There’s some good news there, too. If you want to battle more and explore less, then do that. If you’d rather explore and earn additional experience and levels that way, hunting down rare and unique monsters while mostly avoiding normal foes with normal rewards, you can do that, too. If you want to partake of both, challenging yourself with the optional missions and exploration while cruising through the required missions and battles, then by all means, you can. You’ll get the experience you need one way or the other, and if you want to play on the tougher difficulties, you’ll likely need plenty from both paths.

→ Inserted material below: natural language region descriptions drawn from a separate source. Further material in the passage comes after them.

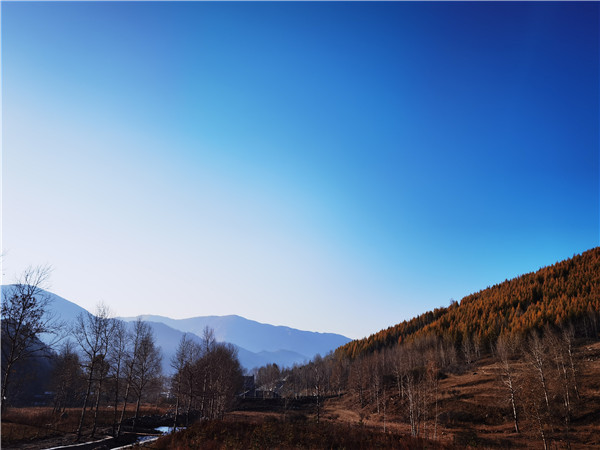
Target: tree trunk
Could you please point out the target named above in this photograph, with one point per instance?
(85, 400)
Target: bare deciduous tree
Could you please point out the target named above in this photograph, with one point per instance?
(505, 348)
(93, 334)
(25, 317)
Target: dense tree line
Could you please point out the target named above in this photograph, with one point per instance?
(533, 353)
(207, 377)
(566, 292)
(538, 379)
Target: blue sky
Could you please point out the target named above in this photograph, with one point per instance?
(327, 166)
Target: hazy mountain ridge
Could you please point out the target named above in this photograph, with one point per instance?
(297, 348)
(255, 336)
(565, 292)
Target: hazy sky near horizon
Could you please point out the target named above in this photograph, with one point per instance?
(327, 166)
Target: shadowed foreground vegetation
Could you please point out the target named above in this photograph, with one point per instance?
(218, 434)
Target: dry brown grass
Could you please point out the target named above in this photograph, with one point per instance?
(477, 411)
(33, 424)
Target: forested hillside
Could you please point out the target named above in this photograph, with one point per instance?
(566, 292)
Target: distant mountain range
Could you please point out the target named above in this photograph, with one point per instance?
(257, 343)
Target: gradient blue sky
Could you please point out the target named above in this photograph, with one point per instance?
(327, 166)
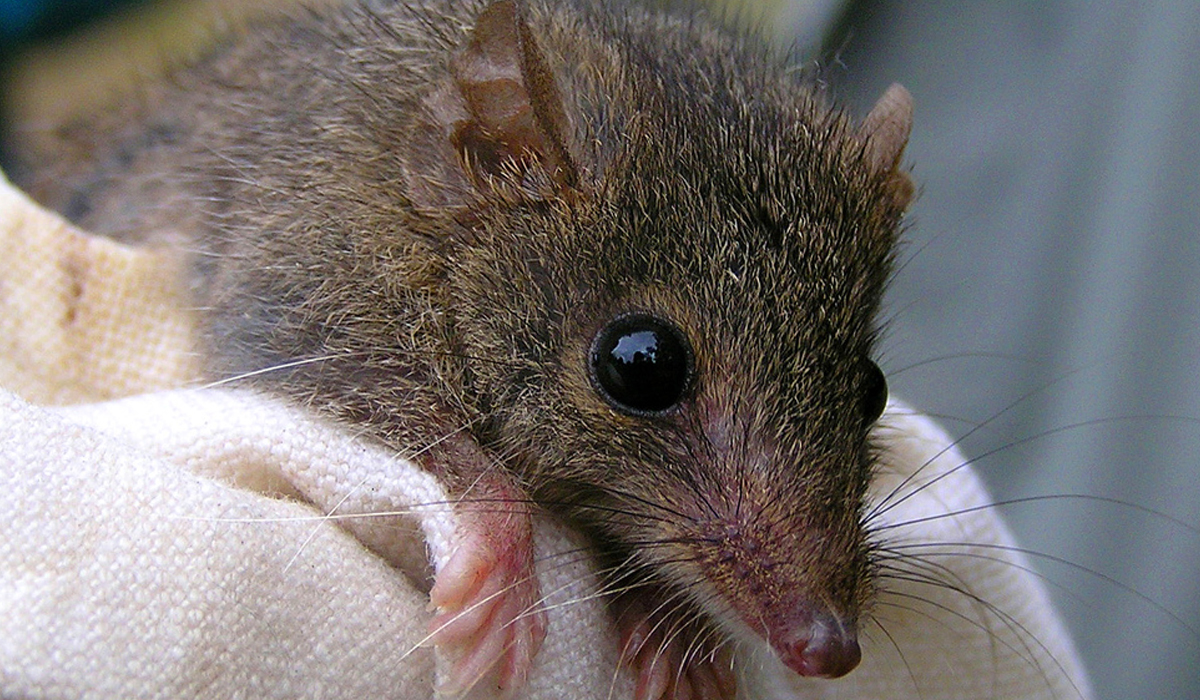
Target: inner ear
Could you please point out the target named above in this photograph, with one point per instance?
(886, 132)
(515, 118)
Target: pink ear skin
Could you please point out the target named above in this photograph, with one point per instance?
(886, 131)
(515, 118)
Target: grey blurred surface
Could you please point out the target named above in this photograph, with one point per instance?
(1051, 285)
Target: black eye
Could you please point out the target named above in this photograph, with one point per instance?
(875, 393)
(641, 364)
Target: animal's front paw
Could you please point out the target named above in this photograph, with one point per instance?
(670, 663)
(486, 599)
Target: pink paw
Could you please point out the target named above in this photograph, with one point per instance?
(669, 665)
(486, 599)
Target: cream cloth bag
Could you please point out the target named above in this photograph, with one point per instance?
(159, 540)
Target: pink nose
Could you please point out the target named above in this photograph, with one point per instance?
(826, 650)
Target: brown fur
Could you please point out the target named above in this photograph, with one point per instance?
(448, 265)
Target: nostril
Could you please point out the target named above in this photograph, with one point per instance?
(827, 650)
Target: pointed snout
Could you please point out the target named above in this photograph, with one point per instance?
(823, 648)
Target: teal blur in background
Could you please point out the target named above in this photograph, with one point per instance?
(1048, 304)
(1051, 279)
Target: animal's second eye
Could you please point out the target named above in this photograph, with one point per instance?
(641, 364)
(875, 393)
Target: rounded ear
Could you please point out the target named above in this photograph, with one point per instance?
(514, 111)
(886, 133)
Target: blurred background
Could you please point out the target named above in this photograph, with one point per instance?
(1048, 304)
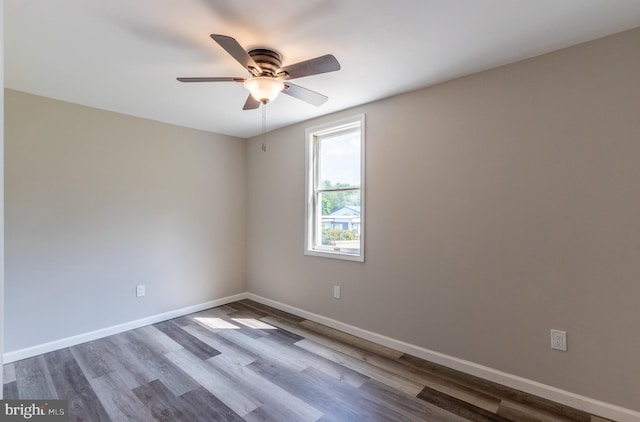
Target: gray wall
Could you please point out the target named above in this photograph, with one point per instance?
(500, 205)
(97, 202)
(1, 192)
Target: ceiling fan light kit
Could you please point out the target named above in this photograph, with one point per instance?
(264, 88)
(268, 76)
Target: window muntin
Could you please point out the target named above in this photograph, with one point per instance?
(335, 186)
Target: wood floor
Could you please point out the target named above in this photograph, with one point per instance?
(246, 361)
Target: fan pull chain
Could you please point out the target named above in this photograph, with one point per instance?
(264, 127)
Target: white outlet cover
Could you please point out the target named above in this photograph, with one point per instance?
(559, 340)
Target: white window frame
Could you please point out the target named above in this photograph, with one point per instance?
(312, 223)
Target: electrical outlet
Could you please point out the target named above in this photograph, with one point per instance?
(559, 340)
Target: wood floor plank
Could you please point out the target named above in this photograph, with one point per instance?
(511, 410)
(248, 361)
(121, 404)
(155, 338)
(252, 346)
(208, 407)
(409, 405)
(358, 342)
(156, 362)
(226, 389)
(72, 384)
(382, 375)
(34, 380)
(92, 359)
(459, 407)
(9, 373)
(186, 340)
(268, 310)
(196, 405)
(125, 364)
(267, 392)
(334, 370)
(393, 366)
(225, 346)
(336, 401)
(10, 391)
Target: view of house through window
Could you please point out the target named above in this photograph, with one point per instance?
(335, 190)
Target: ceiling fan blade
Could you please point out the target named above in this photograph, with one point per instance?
(237, 52)
(212, 79)
(304, 94)
(322, 64)
(251, 103)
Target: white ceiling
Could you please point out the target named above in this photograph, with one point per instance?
(124, 55)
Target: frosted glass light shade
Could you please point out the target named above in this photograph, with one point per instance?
(264, 88)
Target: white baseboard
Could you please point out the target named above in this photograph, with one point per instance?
(115, 329)
(596, 407)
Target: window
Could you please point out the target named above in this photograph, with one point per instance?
(335, 190)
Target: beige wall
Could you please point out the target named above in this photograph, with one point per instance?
(500, 205)
(98, 202)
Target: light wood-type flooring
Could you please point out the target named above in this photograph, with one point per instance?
(247, 361)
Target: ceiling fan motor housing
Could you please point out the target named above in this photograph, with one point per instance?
(268, 60)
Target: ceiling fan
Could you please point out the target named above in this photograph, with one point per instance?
(268, 76)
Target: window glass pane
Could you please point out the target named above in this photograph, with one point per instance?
(340, 220)
(339, 160)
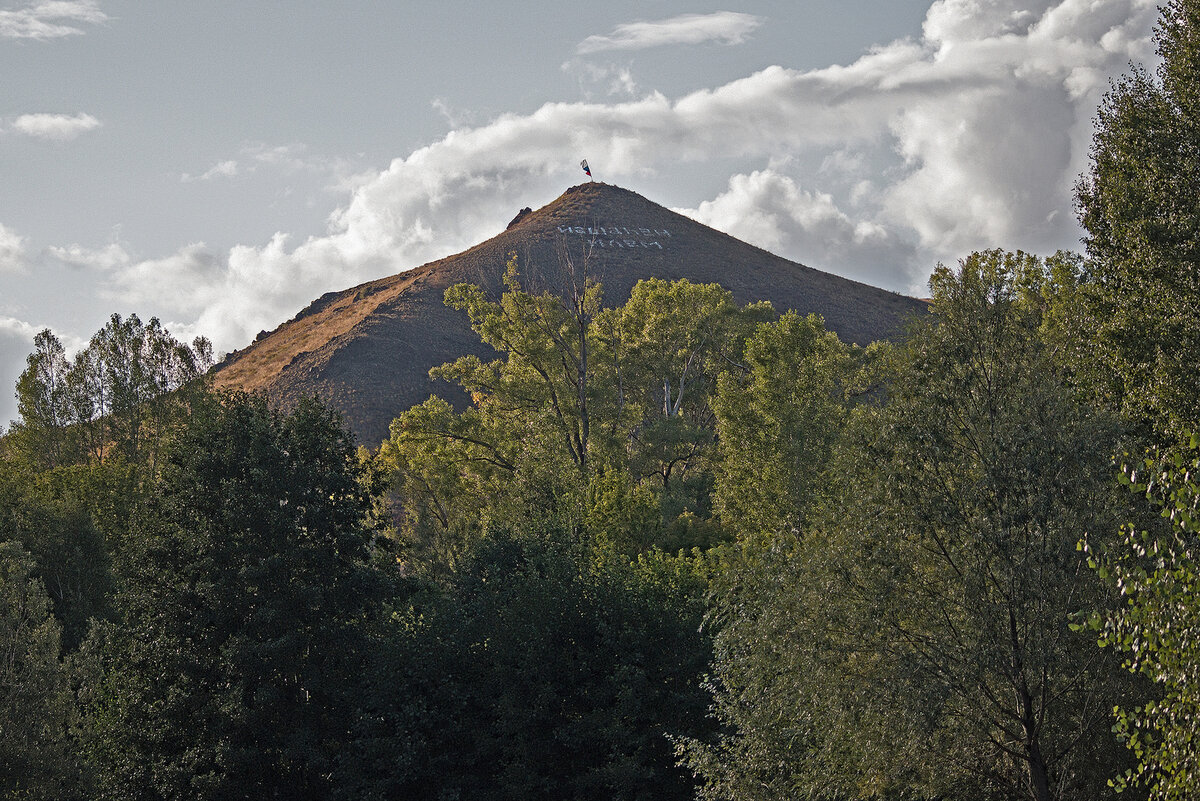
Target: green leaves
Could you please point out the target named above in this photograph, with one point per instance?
(1157, 571)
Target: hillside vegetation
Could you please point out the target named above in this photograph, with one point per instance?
(672, 544)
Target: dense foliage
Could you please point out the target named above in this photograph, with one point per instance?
(671, 549)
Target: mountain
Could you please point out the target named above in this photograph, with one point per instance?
(367, 350)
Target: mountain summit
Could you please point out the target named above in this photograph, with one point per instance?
(367, 350)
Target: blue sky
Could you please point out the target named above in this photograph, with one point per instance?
(219, 164)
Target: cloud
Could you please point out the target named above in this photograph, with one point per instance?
(12, 251)
(59, 127)
(724, 26)
(613, 79)
(772, 211)
(16, 344)
(227, 168)
(103, 259)
(49, 19)
(916, 152)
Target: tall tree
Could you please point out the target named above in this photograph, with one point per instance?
(577, 397)
(1157, 571)
(915, 642)
(229, 672)
(1140, 204)
(118, 396)
(778, 421)
(37, 711)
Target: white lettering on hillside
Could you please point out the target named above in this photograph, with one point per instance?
(619, 236)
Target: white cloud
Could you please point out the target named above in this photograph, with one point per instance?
(613, 79)
(772, 211)
(724, 26)
(103, 259)
(969, 138)
(12, 251)
(60, 127)
(227, 168)
(49, 19)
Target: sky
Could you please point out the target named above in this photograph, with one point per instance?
(220, 164)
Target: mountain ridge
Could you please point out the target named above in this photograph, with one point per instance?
(367, 349)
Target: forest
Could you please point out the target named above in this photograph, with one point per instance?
(677, 548)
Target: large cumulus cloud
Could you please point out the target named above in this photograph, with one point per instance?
(918, 151)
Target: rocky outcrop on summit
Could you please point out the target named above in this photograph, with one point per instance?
(367, 350)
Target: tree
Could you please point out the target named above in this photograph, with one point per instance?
(46, 513)
(1157, 571)
(913, 639)
(1140, 204)
(231, 670)
(119, 396)
(579, 397)
(37, 758)
(778, 421)
(546, 669)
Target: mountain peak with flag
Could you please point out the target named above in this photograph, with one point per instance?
(367, 350)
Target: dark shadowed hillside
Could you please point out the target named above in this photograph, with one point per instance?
(367, 350)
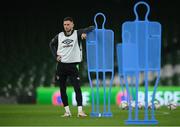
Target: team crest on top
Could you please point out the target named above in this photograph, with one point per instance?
(67, 41)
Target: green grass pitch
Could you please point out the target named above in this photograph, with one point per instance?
(48, 115)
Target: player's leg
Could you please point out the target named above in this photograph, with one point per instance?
(75, 80)
(61, 79)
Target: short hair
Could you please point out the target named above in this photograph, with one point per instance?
(68, 19)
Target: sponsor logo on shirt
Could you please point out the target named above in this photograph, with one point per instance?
(67, 43)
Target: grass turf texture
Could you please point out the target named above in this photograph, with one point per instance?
(48, 115)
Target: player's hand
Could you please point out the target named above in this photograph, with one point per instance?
(83, 36)
(58, 58)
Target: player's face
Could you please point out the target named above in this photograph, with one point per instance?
(68, 26)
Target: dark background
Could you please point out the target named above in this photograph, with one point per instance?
(26, 28)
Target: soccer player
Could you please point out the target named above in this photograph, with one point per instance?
(66, 49)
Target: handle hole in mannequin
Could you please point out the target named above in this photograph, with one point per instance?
(99, 21)
(141, 11)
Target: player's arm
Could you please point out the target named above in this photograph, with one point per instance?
(82, 32)
(53, 46)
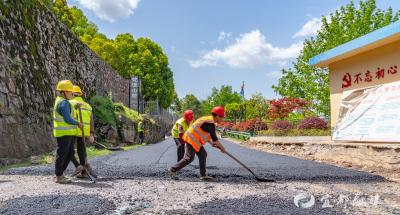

JRPGs tend to be somewhat strict and linear, and there is some of that in here, but where freedoms can be granted in Xenoblade Chronicles 3, they are.
It’s worth it to play the more optional missions of Xenoblade Chronicles 3, though, even if you don’t have to. They often have just as much narrative and emotional weight as the main game, furthering not just your own characters’ beliefs and backstories and personalities, but those of NPCs and your swappable seventh party members, the Heroes of Xenoblade Chronicles 3, as well. These are what flesh out the world, its philosophies, and the people within it. The world of Aionios is full of people just like those who make up your party: they are all soldiers, child soldiers, really, living the exact same life, with the exact same experiences, and, as you free yourself from that particular yolk and free these other from it, as well, the same difficulties of a post-war life also emerge. Sure, sometimes you have some “hey, get X of Y for me” missions, but most of those are relegated to an automated system within your menu. Usually, these optional missions are about pushing you to discover more pieces of the world and the people and problems within it.